My biggest fear is that my wife will just give up, that she’ll just assume that I don’t like her, I think she’s a failure at everything, I think she’s a bad mom, I think she’s unattractive, dumb, boring, stupid. What scares me is the realization that I can’t control this anymore. I thought I could make her not feel this way, but after trying for a year with no success I’m afraid that I can’t. 

The smallest thing that I do that makes her feel bad will totally overtake 10 things I do to make her feel good. If the kids are frustrating me and driving me crazy and I’m aggravated, she just assumes that I am directing it towards her. She’ll just instantly think I don’t like her or I’m disappointed in her. 

I don’t know what else to do. I really really really have tried, I really have. But I’m so frustrated because she hasn’t tried. She would kill me if she heard me say that, because she has to do so much and work so hard just to maintain the house and the kids. But what I mean is, she hasn’t tried to change herself.
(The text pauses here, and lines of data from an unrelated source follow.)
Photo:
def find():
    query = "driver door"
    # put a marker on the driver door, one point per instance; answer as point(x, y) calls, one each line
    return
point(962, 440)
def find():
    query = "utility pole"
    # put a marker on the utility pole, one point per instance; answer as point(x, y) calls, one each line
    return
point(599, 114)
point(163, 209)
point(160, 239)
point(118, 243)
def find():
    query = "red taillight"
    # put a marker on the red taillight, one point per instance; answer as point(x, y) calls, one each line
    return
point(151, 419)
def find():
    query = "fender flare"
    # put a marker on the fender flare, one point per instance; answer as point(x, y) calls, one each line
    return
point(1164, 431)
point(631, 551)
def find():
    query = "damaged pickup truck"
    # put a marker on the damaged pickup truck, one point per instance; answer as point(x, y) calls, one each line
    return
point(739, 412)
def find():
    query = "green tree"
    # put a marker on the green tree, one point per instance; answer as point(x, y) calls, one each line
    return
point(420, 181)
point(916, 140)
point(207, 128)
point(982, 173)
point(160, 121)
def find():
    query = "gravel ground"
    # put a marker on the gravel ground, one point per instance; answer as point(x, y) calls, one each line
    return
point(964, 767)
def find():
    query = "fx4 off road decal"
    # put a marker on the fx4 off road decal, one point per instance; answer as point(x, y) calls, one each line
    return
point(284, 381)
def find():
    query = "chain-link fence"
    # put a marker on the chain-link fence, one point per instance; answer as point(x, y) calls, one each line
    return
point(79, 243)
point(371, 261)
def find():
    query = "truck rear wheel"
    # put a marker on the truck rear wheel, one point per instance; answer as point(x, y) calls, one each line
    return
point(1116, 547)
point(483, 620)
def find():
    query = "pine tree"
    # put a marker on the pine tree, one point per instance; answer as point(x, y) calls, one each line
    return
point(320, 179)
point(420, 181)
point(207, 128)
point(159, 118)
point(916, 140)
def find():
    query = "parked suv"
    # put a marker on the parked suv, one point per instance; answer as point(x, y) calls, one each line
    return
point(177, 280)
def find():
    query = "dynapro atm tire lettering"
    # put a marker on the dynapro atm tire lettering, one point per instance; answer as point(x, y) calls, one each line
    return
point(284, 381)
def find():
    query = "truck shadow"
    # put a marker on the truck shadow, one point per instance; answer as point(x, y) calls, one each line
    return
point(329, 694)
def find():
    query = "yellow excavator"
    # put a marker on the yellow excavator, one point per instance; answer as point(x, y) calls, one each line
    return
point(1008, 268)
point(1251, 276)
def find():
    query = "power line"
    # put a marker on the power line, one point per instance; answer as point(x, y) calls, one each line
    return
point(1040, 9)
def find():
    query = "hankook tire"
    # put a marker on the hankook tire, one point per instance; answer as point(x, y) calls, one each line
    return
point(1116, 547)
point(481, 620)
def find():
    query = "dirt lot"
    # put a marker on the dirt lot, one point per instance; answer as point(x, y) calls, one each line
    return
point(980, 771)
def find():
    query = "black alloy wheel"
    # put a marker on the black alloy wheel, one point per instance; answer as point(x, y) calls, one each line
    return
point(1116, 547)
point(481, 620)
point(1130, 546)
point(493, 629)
I have tried to change myself. I have tried to actively do things to make her feel good about us and herself. But she hasn’t. 

If she gives up on us, if she stops thinking that there’s any hope of a happy marriage between us, then what happens? I don’t want to think about it.


----------



## Blanca (Jul 25, 2008)

williamw said:


> I really really really have tried, I really have. But I’m so frustrated because she hasn’t tried. She would kill me if she heard me say that, because she has to do so much and work so hard just to maintain the house and the kids. But what I mean is, she hasn’t tried to change herself. I have tried to change myself. I have tried to actively do things to make her feel good about us and herself. But she hasn’t.


you have got to be honest with her about how you feel. she's manipulating you into getting you to constantly reassure her. sometimes the best thing is to let her face her fear- that she isnt good enough. stop trying to make her feel good and be honest about how you feel. it may end the marriage, or she may face her fear and realize its not true. but either way you'll stop this madness.


----------



## artieb (Nov 11, 2009)

When the kids are stressing you out, and she feels bad, after you get them put to bed you apologize: "I'm sorry I was so stressed out earlier, but you know how it can be. I'm so glad you're here and we do this together. I don't know what I'd do without you."

The first rule in _How To Win Friends And Influence People_ is "Never criticize, condemn, or complain". Now that I think about it, you might want to read the whole book. Annually.


----------